Le chitarre e le tracce vocali riverberate della bellissima “Cannibal Love” aggiungono un tocco shoegaze a una canzone dal ritmo inizialmente veloce ma discreto, scandito più da controcanti, campanelle e xilofono che dalla sessione ritmica vera e propria; beat e batteria diventano più prominenti a partire dal secondo ritornello, iniziando un crescendo che s’intensifica nei vocalizzi e negli archi del bridge per raggiungere un intenso culmine con gli ultimi ritornelli. Anche qui, sono le armonie della voce di Morgan, sia nella linea principale che in sottofondo, a dominare la canzone, e aggiungono emozione a una melodia già da brividi.
A concludere l’EP è “Oljato”, uno strumentale ambient che a un ipnotico riff di chitarra riverberata aggiunge gentili ondate di sintetizzatore che richiamano quasi il mare, in un crescendo che prelude ai vocalizzi di Morgan. È una traccia molto evocativa che funge da vera e propria nutro e dà un po’ di coesione alla struttura dell’EP nel complesso.

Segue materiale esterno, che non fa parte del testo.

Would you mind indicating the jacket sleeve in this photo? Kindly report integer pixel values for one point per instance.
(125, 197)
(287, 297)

Ed è proprio quella il tallone d’Achille dei This Frontier: non ha una struttura vera e propria. È più una raccolta di cinque brani a sé stanti nei quali Morgan sperimenta con elementi eterogenei per prenderci familiarità. Possiamo definirlo così, un prototipo: è Morgan che sonda il terreno per vedere che possibilità la sua nuova direzione musicale le apre senza sapere se, quando, come e cosa avrebbe avuto un seguito.

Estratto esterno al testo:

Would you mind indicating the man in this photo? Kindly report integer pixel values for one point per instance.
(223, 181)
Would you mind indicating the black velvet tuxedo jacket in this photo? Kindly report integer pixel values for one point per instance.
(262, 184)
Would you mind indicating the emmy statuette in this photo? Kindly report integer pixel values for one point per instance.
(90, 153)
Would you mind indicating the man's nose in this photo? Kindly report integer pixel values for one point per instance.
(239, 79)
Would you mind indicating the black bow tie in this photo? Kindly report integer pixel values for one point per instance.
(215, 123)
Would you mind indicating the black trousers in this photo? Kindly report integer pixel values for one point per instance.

In retrospettiva, è il tratto d’unione fra il baroque pop dei The Romanovs e il synthpop più definito arrivato quattro anni dopo col primo full length di White Sea, In Cold Blood. È un momento di transizione stilistica, ma che propone canzoni godibili, dalle melodie accattivanti arrangiate in maniera originale. Anche se sembra un po’ fuori da qualsiasi contesto e non dà un’idea precisa di cosa Morgan voglia fare della sua musica, alla fin fine risulta peculiare e un po’ bizzarro, piuttosto che né carne né pesce.
L’intero, insomma, non sarà brillante quanto la somma delle sue parti, ma ragazzi, che parti!